Titled "How We Family," the ad is part of a broader effort to to challenge conventional—that is to say, conservative—definitions of family. Tylenol launched the campaign last fall by repurposing the classic holiday dinner scene in Norman Rockwell's painting "Freedom from Want," to profile contemporary families, including a lesbian couple who work closely with one woman's ex-husband to raise the children from both relationships.
Sure, the tagline is a little clunky. And the cultural tides on LGBT issues have been shifting for a while now (a majority of Americans expect the Supreme Court to allow same sex marriage in the court's imminent decision, and support it; brands have been increasingly open in embracing the LGBT community).
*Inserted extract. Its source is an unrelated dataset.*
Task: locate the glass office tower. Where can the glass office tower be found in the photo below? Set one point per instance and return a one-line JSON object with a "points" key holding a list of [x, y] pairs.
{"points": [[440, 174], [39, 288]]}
So it's a question of degrees as to how much Tylenol is pioneering, and how much it's capitalizing.
But that also almost doesn't matter. In a marketplace where some consumers still lose their minds over a Cheerios commercial with an interracial couple, and where the heads of reactionaries similarly explode over Tylenol's decision to feature a same-sex couple in an ad, the brand deserves credit for using its ad dollars to spread a message that's in exactly the right spirit … even with a desire to profit (and a considerable opportunity to do so) at the heart of it.
And while the topic might seem a bit far afield from the brand's core business, it's actually pretty appropriate for a product that makes pain go away.